A União Europeia (UE) insiste em querer um papel central no processo, defendendo a soberania ucraniana e o direito de Kiev a escolher o seu destino europeu, incluindo uma futura adesão à UE.

Bruxelas procura evitar ser marginalizada nas decisões finais, assumindo uma postura de apoio crítico que visa equilibrar a influência norte-americana e conter excessos favoráveis a Moscovo.

Líderes europeus consideraram que o plano contém "elementos importantes", mas salientaram que deverá ser sujeito a trabalho adicional, enquanto a presidente da Comissão Europeia, Ursula von der Leyen, reiterou que o papel da UE deve ser "plenamente reconhecido" neste processo.

Reações políticas e pressão sobre Kiev

O Presidente ucraniano, Volodymyr Zelensky, enfrenta forte pressão interna e externa para aceitar ou renegociar o plano, num contexto de desgaste político doméstico e avanço militar russo no terreno, enquanto procura demonstrar abertura ao diálogo sem comprometer integralmente as linhas vermelhas da soberania nacional.

Zelensky já disse que o plano representa um dos momentos mais difíceis da história recente da Ucrânia, admitindo contudo que pretende propor alternativas construtivas e que sente que o Governo do Presidente dos EUA, Donald Trump, está a ouvir as preocupações de Kiev.
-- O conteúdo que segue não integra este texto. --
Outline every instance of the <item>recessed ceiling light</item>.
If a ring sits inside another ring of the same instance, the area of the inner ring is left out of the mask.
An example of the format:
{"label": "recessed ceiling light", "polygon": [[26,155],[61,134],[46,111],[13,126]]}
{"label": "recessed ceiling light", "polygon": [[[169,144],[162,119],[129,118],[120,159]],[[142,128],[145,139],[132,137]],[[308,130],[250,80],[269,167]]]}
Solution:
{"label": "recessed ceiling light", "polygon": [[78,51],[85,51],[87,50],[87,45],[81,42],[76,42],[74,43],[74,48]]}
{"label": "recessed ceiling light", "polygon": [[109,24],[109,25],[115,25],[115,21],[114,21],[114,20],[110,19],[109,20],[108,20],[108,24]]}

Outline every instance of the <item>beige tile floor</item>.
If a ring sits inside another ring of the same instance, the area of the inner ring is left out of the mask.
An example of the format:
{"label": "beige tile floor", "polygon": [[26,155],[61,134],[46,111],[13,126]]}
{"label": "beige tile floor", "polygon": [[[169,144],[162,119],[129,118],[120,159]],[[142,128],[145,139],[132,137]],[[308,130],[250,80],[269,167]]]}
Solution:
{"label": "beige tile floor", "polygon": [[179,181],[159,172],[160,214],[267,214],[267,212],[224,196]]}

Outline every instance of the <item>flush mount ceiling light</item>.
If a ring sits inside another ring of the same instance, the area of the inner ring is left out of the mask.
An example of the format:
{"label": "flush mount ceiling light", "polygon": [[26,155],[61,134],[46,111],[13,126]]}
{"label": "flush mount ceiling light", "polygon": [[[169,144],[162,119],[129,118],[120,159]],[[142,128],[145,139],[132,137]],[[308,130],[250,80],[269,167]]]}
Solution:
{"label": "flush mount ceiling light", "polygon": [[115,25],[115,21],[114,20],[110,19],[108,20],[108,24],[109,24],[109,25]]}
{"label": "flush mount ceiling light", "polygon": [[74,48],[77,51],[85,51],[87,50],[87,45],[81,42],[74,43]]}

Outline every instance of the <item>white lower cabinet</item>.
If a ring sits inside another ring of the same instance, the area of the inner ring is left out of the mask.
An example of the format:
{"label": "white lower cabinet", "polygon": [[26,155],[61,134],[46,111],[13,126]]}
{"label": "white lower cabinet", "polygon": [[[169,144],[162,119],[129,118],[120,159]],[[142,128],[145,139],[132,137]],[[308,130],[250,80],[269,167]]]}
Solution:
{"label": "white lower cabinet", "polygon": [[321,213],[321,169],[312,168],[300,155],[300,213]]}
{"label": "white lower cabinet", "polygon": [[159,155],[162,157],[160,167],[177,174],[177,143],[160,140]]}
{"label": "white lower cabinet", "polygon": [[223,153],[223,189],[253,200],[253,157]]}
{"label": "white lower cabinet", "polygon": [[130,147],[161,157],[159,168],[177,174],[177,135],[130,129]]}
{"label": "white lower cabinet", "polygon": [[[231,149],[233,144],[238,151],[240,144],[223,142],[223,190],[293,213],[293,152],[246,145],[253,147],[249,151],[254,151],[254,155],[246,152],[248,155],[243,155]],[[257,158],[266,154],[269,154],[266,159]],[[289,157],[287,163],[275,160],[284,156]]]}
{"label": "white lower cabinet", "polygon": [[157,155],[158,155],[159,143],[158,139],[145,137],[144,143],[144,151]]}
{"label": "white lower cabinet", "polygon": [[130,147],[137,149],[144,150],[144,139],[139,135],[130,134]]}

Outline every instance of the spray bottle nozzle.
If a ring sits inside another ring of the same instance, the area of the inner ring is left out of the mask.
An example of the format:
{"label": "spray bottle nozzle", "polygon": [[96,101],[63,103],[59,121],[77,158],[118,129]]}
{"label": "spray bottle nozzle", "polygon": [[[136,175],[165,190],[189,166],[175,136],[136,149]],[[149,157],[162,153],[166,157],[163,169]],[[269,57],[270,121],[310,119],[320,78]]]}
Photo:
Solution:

Perspetivas e cenários previsíveis

As negociações em Abu Dabi representam uma fase decisiva de afinação do plano, mas as hipóteses de acordo permanecem condicionadas pela aceitação russa das alterações propostas, pela capacidade de Kiev de negociar sem se isolar dos aliados e pela coesão europeia, num processo onde o avanço diplomático coexiste com o risco permanente de impasse ou regressão militar.

Putin declarou que o plano poderia servir de base para um acordo final, mas advertiu que a Rússia está preparada para continuar a ofensiva militar se as negociações não resultarem, enquanto Washington e Kiev mantêm um otimismo cauteloso.

O cenário mais provável aponta para um compromisso imperfeito, onde o cessar-fogo poderá ser alcançado, mas com uma paz frágil, dependente de equilíbrios delicados e sujeita a futuras revisões.